Dominazioni differenti si mescolano in un quadro di eterogenea bellezza in un gioiellino urbano. Le dolci acque dell’Adige accarezzano i profili della bella Verona e rendono piacevoli le passeggiate verso il centro storico. Splendida è Piazza delle Erbe, vecchio cuore della città in cui troneggia la fontana di Madonna Verona, costruita all’epoca con marmi di terme romane. Attraversando le strette vie dal forte respiro alto-medievale, si giunge in Piazza de Signori che, in questi giorni, per la celebre festività di San Valentino, ha visto nel suo centro un grande tappeto rosso a forma di cuore sul cui profilo sono state allestite numerose bancarelle. In mezzo a questo cuore d’occasione, si erge una statua di Dante pensoso, che in questa città passò parte del suo esilio, intorno al 1300, ospite presso la corte Scaligera.

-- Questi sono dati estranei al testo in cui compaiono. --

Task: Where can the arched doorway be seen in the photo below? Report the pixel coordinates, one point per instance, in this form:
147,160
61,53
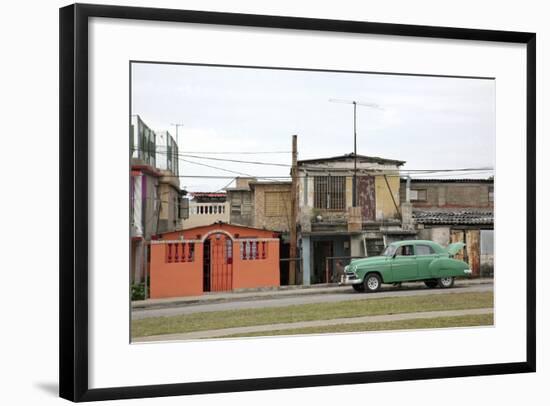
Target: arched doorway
218,262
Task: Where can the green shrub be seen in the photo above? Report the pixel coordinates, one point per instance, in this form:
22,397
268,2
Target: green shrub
138,291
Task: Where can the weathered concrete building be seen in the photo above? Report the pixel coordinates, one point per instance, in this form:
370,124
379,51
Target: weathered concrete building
241,202
143,195
331,229
206,208
453,210
157,203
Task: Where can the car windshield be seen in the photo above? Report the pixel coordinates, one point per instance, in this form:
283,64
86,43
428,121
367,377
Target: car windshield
389,251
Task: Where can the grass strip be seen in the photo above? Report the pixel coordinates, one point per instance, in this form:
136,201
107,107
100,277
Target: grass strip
438,322
306,312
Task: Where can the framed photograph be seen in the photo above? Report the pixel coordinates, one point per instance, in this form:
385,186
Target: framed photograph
254,202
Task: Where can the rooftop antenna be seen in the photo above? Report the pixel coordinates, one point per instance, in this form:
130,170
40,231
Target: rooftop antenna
355,104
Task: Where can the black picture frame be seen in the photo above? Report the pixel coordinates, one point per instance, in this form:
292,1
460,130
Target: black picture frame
73,282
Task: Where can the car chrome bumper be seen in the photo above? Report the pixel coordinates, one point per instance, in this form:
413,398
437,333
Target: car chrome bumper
350,280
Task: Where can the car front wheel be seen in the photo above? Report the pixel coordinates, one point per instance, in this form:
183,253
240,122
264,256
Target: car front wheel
372,282
447,282
359,287
431,284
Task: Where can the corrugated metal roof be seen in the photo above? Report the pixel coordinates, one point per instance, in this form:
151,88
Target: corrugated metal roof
453,217
458,180
345,157
208,194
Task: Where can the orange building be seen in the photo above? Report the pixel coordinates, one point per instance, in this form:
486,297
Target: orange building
218,257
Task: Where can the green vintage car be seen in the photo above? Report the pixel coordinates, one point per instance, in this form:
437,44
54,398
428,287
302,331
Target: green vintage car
407,261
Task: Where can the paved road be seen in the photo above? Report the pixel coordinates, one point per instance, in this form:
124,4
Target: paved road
195,335
274,301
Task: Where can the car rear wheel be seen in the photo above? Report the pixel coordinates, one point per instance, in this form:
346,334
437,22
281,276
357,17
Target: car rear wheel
447,282
431,284
359,287
372,282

Monumenti romani si mostrano nella loro imponente interezza: il teatro del I secolo, in cui ancora vengono allestiti spettacoli, l’Arena, celebre tempio della lirica ed infine numerose magnifiche porte tra cui Porta Borsari e Porta Leoni. Il colori dello stemma scaligero si riflettono nel diffuso rosso delle facciate dei palazzi, soprattutto in Piazza de Signori. Impossibile poi non lasciarsi tentare dagli echi delle vicende Shakespeariane! Una visita al balcone di Giulietta, dove tanti innamorati provenienti da tutto il mondo lasciano i loro messaggi d’amore, è d’obbligo. La città è costellata di ristoranti, pizzerie e trattorie per deliziare i numerosi turisti; una pizzeria molto originale per la “location” si trova in una chiesa sconsacrata sulle rive dell’Adige, ma il servizio distratto e poco professionale non invoglia a tornarci nonostante i prezzi modici. Al tramonto questa piccola grande città diventa magica e vale la pena avventurarsi sui colli che la circondano per godere del panorama; non ci sorprende scoprire che è un piccolo gioiello dell’umanità: Verona è infatti patrimonio Unesco dal 2000.